Yes. Maybe open a separate issue?

Done: #433

That conversion applies especially in the case where application/cwl+json is directly sent to POST /processes. However, an implementation could also use the application/ogcapppkg+json with executionUnit construct, and explicitly provide the OAP I/O to avoid the need to convert. After that, whether the CWL definition "aligns" with the OAP I/O schema depends on how the transition is done in the backend.

That sounds rather bad for interoperability. Then all clients need to implement the conversion, too....

I'm not sure if I got 100% the question, but I think "yes"? (what would be the pure CWL/non OGC AppPkg?)

Not sure, that's why I'm asking. :-) Can I like google any CWL file made by a random person that is not even aware of OGC or EOAP and deploy it via OGC API - Processes? Is that relevant? Or should we restrict to EOAP?

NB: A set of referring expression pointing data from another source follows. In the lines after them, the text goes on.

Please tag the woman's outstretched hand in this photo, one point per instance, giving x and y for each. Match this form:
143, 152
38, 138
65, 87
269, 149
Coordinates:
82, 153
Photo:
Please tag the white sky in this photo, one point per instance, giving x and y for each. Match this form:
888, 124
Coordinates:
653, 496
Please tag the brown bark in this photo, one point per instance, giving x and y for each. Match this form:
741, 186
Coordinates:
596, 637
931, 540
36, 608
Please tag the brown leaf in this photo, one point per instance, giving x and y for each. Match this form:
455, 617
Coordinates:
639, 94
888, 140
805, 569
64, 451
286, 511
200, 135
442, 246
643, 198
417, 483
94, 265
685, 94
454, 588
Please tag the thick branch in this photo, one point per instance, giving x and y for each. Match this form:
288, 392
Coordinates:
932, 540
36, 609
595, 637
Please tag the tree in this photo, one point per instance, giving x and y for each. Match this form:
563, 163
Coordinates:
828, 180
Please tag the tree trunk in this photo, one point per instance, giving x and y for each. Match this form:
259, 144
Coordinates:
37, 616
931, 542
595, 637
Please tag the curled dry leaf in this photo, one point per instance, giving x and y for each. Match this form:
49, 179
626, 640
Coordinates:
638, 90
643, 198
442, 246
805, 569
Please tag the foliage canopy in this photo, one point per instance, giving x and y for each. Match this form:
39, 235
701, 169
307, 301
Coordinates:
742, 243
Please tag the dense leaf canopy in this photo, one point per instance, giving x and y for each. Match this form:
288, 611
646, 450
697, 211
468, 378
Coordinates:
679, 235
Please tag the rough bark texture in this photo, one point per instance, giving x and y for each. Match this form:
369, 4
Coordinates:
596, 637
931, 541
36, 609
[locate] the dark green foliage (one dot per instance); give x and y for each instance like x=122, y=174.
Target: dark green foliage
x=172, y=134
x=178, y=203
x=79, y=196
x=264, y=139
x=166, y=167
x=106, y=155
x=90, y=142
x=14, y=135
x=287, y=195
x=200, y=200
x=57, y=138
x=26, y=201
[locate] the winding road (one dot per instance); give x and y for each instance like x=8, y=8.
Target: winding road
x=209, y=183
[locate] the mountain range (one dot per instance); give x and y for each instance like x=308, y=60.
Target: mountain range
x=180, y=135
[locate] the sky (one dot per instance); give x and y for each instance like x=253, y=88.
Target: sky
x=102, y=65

fmigneault commented 1 month ago

I don't think it is mandatory to resolve, but preferably it does. It can point to any ontology or definition, as long as it doesn't change too much over time. It helps if it resolves to something tangible, like a definition document, when extended to their full from URI.

For the union, usually that would be a type listing all options. For example:

inputs:
  input:
    type: File
    format: 
      - stac:item
      - stac:collection
      - stac:catalog

However, something to be aware of, the output format cannot be a list, only the input. Output must be an explicit single format. CWL's logic regarding this is that the output for the workflow should be well-defined, and therefore not allow mismatching types when executing (eg: process1 cannot suddenly produce an unsupported type by process2 if it was pre-validated for a specific output format). See https://github.com/common-workflow-language/common-workflow-language/issues/901

In that case, stac:any could be a way to handle it. However, is there any advantage of doing so over iana:application/json? CWL's format intention is to be explicit (as if the media-type + JSON-schema were both provided), so it slightly looses its meaning if "any" definitions start to be defined.

That sounds rather bad for interoperability. Then all clients need to implement the conversion.

Conversion of the schema definition of the I/O is not required if using the application/ogcapppkg+json. In that case, you can provide the OAP I/O schema the usual way in processDescription, and the CWL document as is in executionUnit, and just make sure the I/O names match for runtime. During execution, the literal values are passed directly, while File/Directory types are placed in some supported storage and referenced by URI to the CWL runner.

Can I like google any CWL file made by a random person that is not even aware of OGC or EOAP and deploy it via OGC API - Processes? Is that relevant? Or should we restrict to EOAP?

Yes, you can deploy any CWL. Whether you allow certain capabilities (eg: specific combinations of CWL class, requirements and hints definitions) is up to your server.